The various terpenes in cannabis work together to increase the overall potency of the plant. This is known as the entourage effect, and it could explain why whole cannabis has more beneficial medicinal effects than individual chemicals that are extracted from the plant. For example, the FDA-approved drug Marinol can be useful for treating nausea and vomiting caused by chemotherapy and anorexia caused by AIDS, but there is some evidence that whole marijuana could be more helpful and could cause fewer side effects.
The synergy between the various terpenes found in cannabis would likely be difficult or impossible to replicate in an artificially created drug. Extracting a single compound from cannabis changes the effects of the chemical, which can lead to undesirable side effects or a treatment that is less effective than pure marijuana.
Often, patients who could benefit from medical marijuana need more than one of the effects. Cannabis includes compounds that can relieve pain, nausea, loss of appetite and inflammation - a common combination of symptoms for patients suffering from a variety of serious medical conditions.

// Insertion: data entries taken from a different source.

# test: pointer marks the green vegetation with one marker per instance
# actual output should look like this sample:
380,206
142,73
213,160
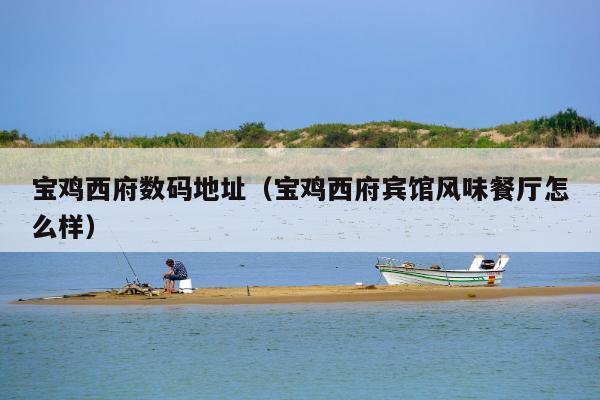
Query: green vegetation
12,137
563,129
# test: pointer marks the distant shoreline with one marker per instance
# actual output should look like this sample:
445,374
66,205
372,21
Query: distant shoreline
311,294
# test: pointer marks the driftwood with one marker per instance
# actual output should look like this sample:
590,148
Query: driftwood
134,289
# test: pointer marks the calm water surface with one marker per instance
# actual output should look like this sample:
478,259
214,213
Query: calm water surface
535,348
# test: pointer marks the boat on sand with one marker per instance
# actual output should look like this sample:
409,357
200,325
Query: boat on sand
482,272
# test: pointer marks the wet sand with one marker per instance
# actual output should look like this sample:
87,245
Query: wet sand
313,294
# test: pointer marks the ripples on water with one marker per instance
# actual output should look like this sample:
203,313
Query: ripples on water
539,348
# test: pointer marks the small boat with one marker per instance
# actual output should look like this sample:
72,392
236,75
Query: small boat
482,272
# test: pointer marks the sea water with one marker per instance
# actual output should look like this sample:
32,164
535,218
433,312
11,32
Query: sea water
535,348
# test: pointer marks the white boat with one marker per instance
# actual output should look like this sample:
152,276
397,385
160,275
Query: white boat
482,272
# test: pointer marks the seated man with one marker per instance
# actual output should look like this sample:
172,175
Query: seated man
176,272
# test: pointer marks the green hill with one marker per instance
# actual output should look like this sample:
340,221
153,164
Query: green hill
564,129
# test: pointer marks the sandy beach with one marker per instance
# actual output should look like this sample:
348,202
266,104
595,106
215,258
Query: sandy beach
312,294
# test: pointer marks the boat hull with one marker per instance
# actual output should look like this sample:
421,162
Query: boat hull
415,276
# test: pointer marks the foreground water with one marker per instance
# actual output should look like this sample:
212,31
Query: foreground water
538,348
535,348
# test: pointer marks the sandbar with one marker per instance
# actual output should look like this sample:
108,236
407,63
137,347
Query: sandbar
312,294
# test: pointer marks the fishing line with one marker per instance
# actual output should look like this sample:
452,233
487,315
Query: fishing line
136,279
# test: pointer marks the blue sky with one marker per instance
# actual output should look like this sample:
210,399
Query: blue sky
149,67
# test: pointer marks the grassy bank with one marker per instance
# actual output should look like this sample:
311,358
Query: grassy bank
563,129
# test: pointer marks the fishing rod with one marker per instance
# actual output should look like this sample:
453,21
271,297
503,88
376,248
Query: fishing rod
136,279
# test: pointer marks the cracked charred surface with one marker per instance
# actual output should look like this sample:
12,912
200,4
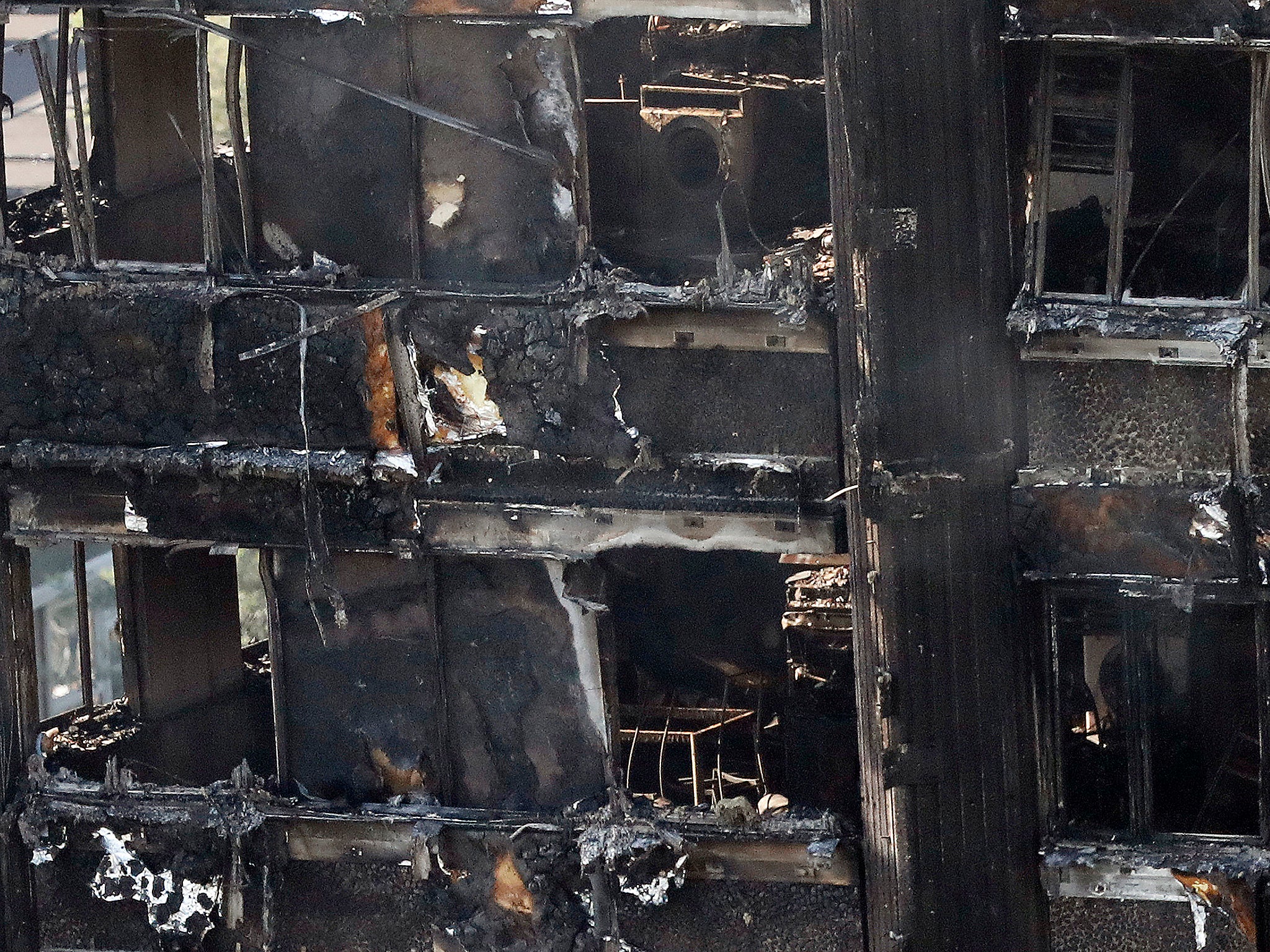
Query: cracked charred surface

By choosing a strain of cannabis that contains the right combination of terpenes and other compounds, patients may be able to access specific benefits, while still harnessing the power of the entourage effect to increase the potency of the drug. The terpenes listed above occur in varying amounts in the different strains of cannabis, making it possible to select a strain based on the needs of the patient and the symptoms they are experiencing.
Cannabis has the ability to reduce pain, tackle nausea, and fight inflammation. As a result, it has incredible potential to help people suffering from a range of disease symptoms and medication side effects. By using medical marijuana, rather than a chemically synthesized drug, patients gain access to all the benefits of cannabis. These not only include the effects of the more than 400 compounds found naturally in cannabis, but also the interactions between them.